The Clippers (17-12) could have pointed to their other disadvantages — that Boston played with an extra day of rest, and that Kawhi Leonard missed his second consecutive game because of a hip contusion that Lue again classified as “day to day.”
Yet Boston (22-6) was without key starter Kristaps Porzingis. And with the Clippers trailing by as many as 39 points, there was little doubt which team was the class of its conference, the other with work to do to enter such a conversation. The Celtics made 25 of their 53 three-pointers, a stunning volume for even a team that takes three-pointers more often than any other.
Paul George scored a team-high 21 points for the Clippers, Ivica Zubac had 16 points and 10 rebounds, and James Harden finished with 14 points and nine assists. Daniel Theis had 15 points and Russell Westbrook 12 off the bench. But none of it could compare to Boston’s superiority.

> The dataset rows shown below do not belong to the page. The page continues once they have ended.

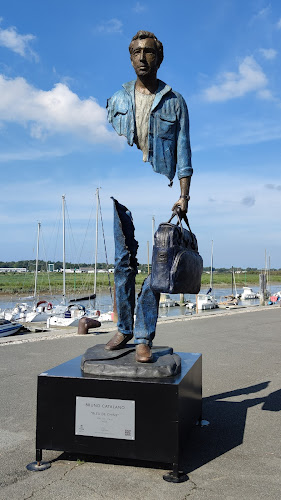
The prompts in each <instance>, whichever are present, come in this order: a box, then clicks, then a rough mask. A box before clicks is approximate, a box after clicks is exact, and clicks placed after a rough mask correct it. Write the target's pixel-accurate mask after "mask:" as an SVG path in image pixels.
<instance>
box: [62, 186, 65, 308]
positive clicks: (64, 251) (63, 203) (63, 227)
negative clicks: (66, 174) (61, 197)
mask: <svg viewBox="0 0 281 500" xmlns="http://www.w3.org/2000/svg"><path fill="white" fill-rule="evenodd" d="M62 256H63V257H62V258H63V263H62V275H63V290H62V302H63V304H65V195H64V194H63V195H62Z"/></svg>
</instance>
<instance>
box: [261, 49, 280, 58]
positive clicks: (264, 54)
mask: <svg viewBox="0 0 281 500" xmlns="http://www.w3.org/2000/svg"><path fill="white" fill-rule="evenodd" d="M260 53H261V55H262V56H263V57H264V58H265V59H269V60H271V59H275V57H276V56H277V54H278V52H277V50H274V49H260Z"/></svg>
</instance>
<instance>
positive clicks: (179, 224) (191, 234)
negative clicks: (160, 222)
mask: <svg viewBox="0 0 281 500" xmlns="http://www.w3.org/2000/svg"><path fill="white" fill-rule="evenodd" d="M175 216H177V217H178V222H177V226H180V228H181V230H182V232H183V227H182V222H181V221H182V220H184V222H185V223H186V225H187V227H188V229H189V232H190V234H191V237H192V240H193V242H194V234H193V232H192V231H191V228H190V224H189V221H188V218H187V215H186V213H185V212H182V211H181V209H180V208H178V209H176V210H174V211H173V213H172V217H171V218H170V219H169V220H168V224H169V223H170V222H171V220H172V219H173V218H174V217H175ZM194 244H195V242H194Z"/></svg>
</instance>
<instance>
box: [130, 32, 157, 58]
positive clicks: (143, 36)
mask: <svg viewBox="0 0 281 500" xmlns="http://www.w3.org/2000/svg"><path fill="white" fill-rule="evenodd" d="M144 38H152V39H153V40H154V42H155V45H156V50H157V55H158V62H159V66H160V64H161V63H162V61H163V59H164V52H163V45H162V43H161V42H160V40H158V38H157V37H156V36H155V35H154V33H151V31H143V30H140V31H138V32H137V34H136V35H135V36H133V38H132V40H131V43H130V45H129V51H130V54H132V52H133V42H134V41H135V40H143V39H144ZM159 66H158V67H159Z"/></svg>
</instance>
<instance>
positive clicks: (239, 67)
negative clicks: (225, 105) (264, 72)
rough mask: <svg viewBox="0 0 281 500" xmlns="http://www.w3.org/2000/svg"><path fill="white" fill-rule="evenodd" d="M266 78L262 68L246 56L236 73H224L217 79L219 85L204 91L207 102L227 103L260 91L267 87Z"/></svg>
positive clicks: (204, 93)
mask: <svg viewBox="0 0 281 500" xmlns="http://www.w3.org/2000/svg"><path fill="white" fill-rule="evenodd" d="M267 83H268V82H267V78H266V75H265V74H264V72H263V71H262V68H261V67H260V66H259V64H258V63H257V62H256V61H255V59H254V58H253V57H252V56H247V57H245V59H244V60H243V61H242V62H241V63H240V64H239V67H238V72H237V73H232V72H225V73H222V74H221V75H220V77H219V83H218V84H217V85H212V86H211V87H209V88H207V89H205V90H204V92H203V95H204V98H205V99H206V100H207V101H210V102H215V101H227V100H229V99H234V98H237V97H243V96H244V95H245V94H247V93H248V92H255V91H257V90H261V89H263V88H264V87H266V85H267Z"/></svg>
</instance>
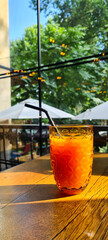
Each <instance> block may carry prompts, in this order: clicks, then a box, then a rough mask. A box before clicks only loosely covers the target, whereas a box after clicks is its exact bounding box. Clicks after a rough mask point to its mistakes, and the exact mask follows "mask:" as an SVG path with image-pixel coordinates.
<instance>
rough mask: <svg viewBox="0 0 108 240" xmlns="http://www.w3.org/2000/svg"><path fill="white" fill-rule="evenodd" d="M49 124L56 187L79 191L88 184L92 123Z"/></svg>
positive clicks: (91, 159) (88, 179)
mask: <svg viewBox="0 0 108 240" xmlns="http://www.w3.org/2000/svg"><path fill="white" fill-rule="evenodd" d="M57 129H58V132H59V133H60V135H59V134H58V133H57V131H56V129H55V127H53V126H51V127H50V128H49V138H50V157H51V166H52V170H53V174H54V178H55V181H56V184H57V186H58V188H59V189H60V190H62V191H64V192H65V193H67V194H70V195H74V194H78V193H80V192H81V191H82V190H83V189H84V188H85V187H86V186H87V184H88V182H89V179H90V176H91V172H92V164H93V126H91V125H74V126H72V125H71V126H57Z"/></svg>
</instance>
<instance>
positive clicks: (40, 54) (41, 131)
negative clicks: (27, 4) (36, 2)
mask: <svg viewBox="0 0 108 240" xmlns="http://www.w3.org/2000/svg"><path fill="white" fill-rule="evenodd" d="M37 30H38V31H37V34H38V35H37V38H38V77H40V78H41V69H40V67H41V36H40V0H37ZM38 87H39V107H40V108H41V102H42V100H41V98H42V93H41V80H38ZM39 132H40V140H39V146H40V156H42V113H41V111H39Z"/></svg>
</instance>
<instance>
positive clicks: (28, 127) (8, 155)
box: [0, 124, 49, 171]
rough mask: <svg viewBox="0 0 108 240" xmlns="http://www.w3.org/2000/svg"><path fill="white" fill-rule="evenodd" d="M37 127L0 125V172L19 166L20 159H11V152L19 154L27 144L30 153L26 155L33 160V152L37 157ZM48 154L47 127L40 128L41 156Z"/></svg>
mask: <svg viewBox="0 0 108 240" xmlns="http://www.w3.org/2000/svg"><path fill="white" fill-rule="evenodd" d="M39 138H40V133H39V126H38V125H34V124H24V125H22V124H21V125H20V124H12V125H5V124H1V125H0V171H1V170H4V169H6V168H9V167H12V166H15V165H17V164H20V163H21V162H22V161H21V158H20V157H19V156H17V157H16V158H15V159H12V158H11V154H12V152H13V151H14V152H16V153H19V152H20V150H21V149H22V148H24V146H25V145H26V144H27V143H29V144H30V151H29V152H28V153H27V154H26V156H28V155H29V159H33V156H34V152H35V153H36V154H38V155H39ZM48 152H49V126H48V125H43V126H42V154H43V155H44V154H46V153H48Z"/></svg>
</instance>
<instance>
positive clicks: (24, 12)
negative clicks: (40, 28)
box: [9, 0, 46, 41]
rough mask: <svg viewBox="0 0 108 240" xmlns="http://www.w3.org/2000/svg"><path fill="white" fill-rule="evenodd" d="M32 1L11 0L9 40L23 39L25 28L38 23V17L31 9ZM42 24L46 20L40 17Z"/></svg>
mask: <svg viewBox="0 0 108 240" xmlns="http://www.w3.org/2000/svg"><path fill="white" fill-rule="evenodd" d="M29 2H30V0H9V39H10V41H13V40H16V39H19V38H22V37H23V35H24V32H25V28H28V27H30V26H33V25H34V24H36V23H37V15H36V12H35V11H34V10H32V9H31V8H30V7H29ZM40 22H41V23H42V24H43V25H44V24H45V23H46V18H45V17H44V16H43V14H41V15H40Z"/></svg>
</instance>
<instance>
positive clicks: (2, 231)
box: [0, 155, 108, 240]
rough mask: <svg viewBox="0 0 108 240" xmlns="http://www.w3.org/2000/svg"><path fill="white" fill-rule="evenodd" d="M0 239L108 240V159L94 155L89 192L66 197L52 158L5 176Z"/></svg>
mask: <svg viewBox="0 0 108 240" xmlns="http://www.w3.org/2000/svg"><path fill="white" fill-rule="evenodd" d="M0 239H1V240H2V239H3V240H8V239H9V240H34V239H36V240H51V239H60V240H65V239H69V240H76V239H80V240H85V239H96V240H108V155H96V156H94V163H93V172H92V177H91V179H90V182H89V184H88V186H87V188H86V189H85V190H84V191H83V192H82V193H80V194H78V195H75V196H67V195H65V194H63V193H62V192H60V191H59V190H58V188H57V186H56V184H55V181H54V178H53V175H52V170H51V165H50V157H49V155H46V156H44V157H40V158H38V159H34V160H32V161H30V162H26V163H23V164H21V165H18V166H16V167H13V168H11V169H8V170H6V171H3V172H1V173H0Z"/></svg>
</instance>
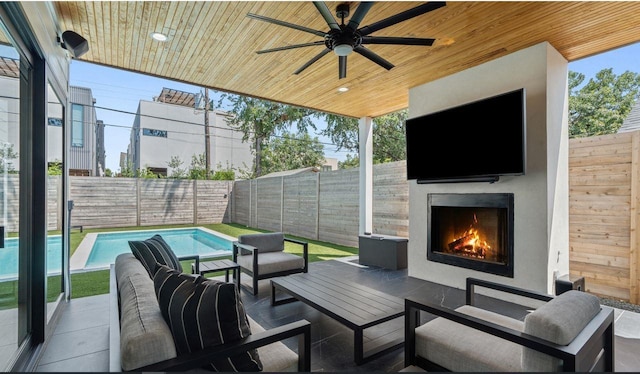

Jayson Tatum had 30 points and Jaylen Brown scored 24 as few starters for either team played in the fourth quarter. Celtics guard Derrick White showed why he is one of the league’s best defenders by blocking three shots to go with 18 points.
Playing from behind almost immediately after scoring their fewest points in an opening quarter since Dec. 6, the Clippers’ deficit grew to 16 quickly in the quarter when they continued to struggle grabbing rebounds to extend their own possessions or end those of Boston. Before the Clippers scored their first points off a second-chance opportunity, Boston already had 10. Seven of the game’s first eight offensive rebounds went to Boston.
Then there was the issue of Tatum. He spun past rookie forward Kobe Brown — playing his first true rotation minutes in three games — for a vicious one-handed dunk in the first quarter, then drew a four-point play on Brown in the second. His teammate, Norman Powell, pulled aside Brown during the ensuing timeout break to talk about guarding Tatum’s step-back move. Tatum had 21 points at halftime. The Clippers’ stingy defense had gone nearly a month without allowing a 40-point quarter — on Saturday, it happened for a second consecutive game.
Yet the high volume of three-pointers that fueled Tatum’s big half — eight three-point attempts and five makes — were no outlier. This season, teams on average take 34.9 three-pointers and make 12.8 of them every game; the Celtics eclipsed or came close to passing those marks by halftime, by making 15 of their first 33 three-pointers. And the Celtics reached their league-leading season average for three-point attempts by the end of the third quarter.